While companies pour millions into developing sophisticated AI capabilities, most relegate the user interface to an afterthought, causing technically impressive AI platforms to sit unused while simpler, more intuitive tools see widespread adoption. In practice, it’s often not technical limitations but poor UX choices that prevent enterprise AI from delivering real business value.
Shilpi Bhattacharyya, a product strategy leader at IBM and recipient of the TITAN Innovation Award for AI-Driven Product Management, has seen this dynamic play out repeatedly. Over the past several years, she’s led work on flagship platforms like IBM’s Cloud Pak for Data and its AI-driven infrastructure services, helping bridge the gap between what AI can do and what users are willing, or able, to adopt. Her experience offers a window into how companies can turn AI from a sunk cost into a powerful, practical asset.
When AI Is Built—But Not Used
One of the largest risks in enterprise AI is abandonment. Bhattacharyya points to a troubling but consistent trend: There’s roughly a 30% chance that any large-scale AI deployment will be shelved after rollout. And it’s not just a matter of technical failures. According to McKinsey, more than 80% of organizations aren’t seeing tangible impact from their use of gen AI. In many cases, the problem lies in usability.
These challenges intensify in complex business settings where AI must fit into existing processes and win over staff with varying degrees of expertise. Financial analysts need risk tools that don’t require specialized knowledge. Healthcare providers need diagnostic support fitting naturally into patient consultations, while manufacturing staff rely on maintenance alerts they can trust without extensive training. The result is a widespread adoption crisis, where AI initiatives that should be successful on paper fail to take root.
Prioritizing the User Experience
Companies that succeed with enterprise AI are increasingly those that treat user experience as a strategic lever rather than a finishing touch.
“AI adoption is much more of a human puzzle than a technical one,” Bhattacharyya notes. “We spend years refining our algorithms at IBM. But what moved the needle was rethinking how people actually interact with these systems, and rebuilding the experience around that.”
Instead of layering design on top of completed engineering work, Bhattacharyya’s teams embedded designers within development groups from the start of the project. They spent time with users across industries, from financial analysts to plant technicians, to understand the real-world context in which AI tools are used. That input shaped stripped-down interfaces that made powerful capabilities more discoverable and usable.
A redesign of IBM’s Cloud Pak for Data platform led to a 40% increase in Net Promoter Score and an 8% boost in conversion rates.

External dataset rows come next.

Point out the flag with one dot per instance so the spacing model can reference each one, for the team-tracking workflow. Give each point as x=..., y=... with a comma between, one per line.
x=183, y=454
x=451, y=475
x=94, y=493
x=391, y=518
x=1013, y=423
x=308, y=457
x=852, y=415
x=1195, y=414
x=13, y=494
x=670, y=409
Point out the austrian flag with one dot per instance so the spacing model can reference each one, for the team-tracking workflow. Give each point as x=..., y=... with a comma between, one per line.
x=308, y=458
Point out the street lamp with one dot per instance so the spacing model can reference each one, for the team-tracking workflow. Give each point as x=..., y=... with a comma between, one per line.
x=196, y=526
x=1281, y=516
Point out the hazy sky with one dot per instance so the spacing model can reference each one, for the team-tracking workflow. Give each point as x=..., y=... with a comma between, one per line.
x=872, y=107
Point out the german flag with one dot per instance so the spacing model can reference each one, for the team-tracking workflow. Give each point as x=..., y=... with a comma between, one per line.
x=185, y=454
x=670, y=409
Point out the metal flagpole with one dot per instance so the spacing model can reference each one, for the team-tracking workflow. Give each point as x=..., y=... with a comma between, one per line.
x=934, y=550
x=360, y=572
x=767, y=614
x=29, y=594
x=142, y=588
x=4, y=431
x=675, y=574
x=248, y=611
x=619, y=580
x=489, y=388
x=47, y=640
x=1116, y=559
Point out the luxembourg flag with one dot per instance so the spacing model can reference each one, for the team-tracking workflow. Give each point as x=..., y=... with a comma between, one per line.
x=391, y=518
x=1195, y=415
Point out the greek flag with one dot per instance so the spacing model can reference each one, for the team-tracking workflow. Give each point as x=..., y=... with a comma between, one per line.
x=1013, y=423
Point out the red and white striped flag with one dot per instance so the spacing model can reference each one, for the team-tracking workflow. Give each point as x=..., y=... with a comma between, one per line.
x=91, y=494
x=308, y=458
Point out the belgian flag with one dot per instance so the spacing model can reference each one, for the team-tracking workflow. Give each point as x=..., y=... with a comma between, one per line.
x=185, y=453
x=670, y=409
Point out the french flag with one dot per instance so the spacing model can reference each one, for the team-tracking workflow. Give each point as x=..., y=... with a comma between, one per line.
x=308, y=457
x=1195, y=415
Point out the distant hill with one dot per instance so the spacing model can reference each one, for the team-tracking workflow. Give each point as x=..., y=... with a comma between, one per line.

More importantly, license renewals jumped 28%, translating directly into retained revenue.
“The eye-opener was seeing those improvements flow straight to our bottom line,” Bhattacharyya says. “For every 10-point increase in NPS, we saw a 7% bump in renewals. That makes a case for UX investment much stronger than anecdotal feedback can.”
This improvement also confronts a broader truth in enterprise software: most tools are only partially used. Studies show that up to 80% of features in cloud-based platforms go untouched—a sign that users are often overwhelmed or simply unaware of what’s available to them. For companies paying full price for underused software, that can lead to unnecessary overhead costs.
Solving for Trust & Usability
In AI infrastructure tools, where systems monitor massive volumes of backend data and flag potential issues, the design problem is even more acute. “These systems were originally designed by and for engineers,” Bhattacharyya explains. “You would get dense dashboards full of raw, difficult-to-interpret metrics. It was like asking someone to read their own MRI.”
Her team adopted a different framework: treat system alerts like clinical diagnostics. Instead of presenting all the data, they highlighted critical issues, suggested likely causes, and offered actionable next steps. The focus was on clarity and confidence. “We moved away from showing everything to showing what mattered,” she says. “The goal was to make insights legible to the people responsible for acting on them.”
When AI Is a Commodity, UX Becomes the Edge
Looking ahead, Bhattacharyya predicts that core AI capabilities will become increasingly commoditized. As generative models and predictive engines converge in performance, the question will be who offers the most usable product.
That shift puts a premium on user experience. “The companies that do well will treat design as part of product strategy,” she says. “It means bringing UX professionals to the table with data scientists and engineers from day one. It also means redefining success metrics to include how well users understand and trust the tools they’re given.”
If AI is to become more than a technical showcase, enterprises need to prioritize usability as much as scalability. The platforms that gain traction will be the ones people can easily integrate into their work, not the ones that simply check a box on a capabilities list. In an era of growing AI parity, the human experience is what becomes the competitive edge.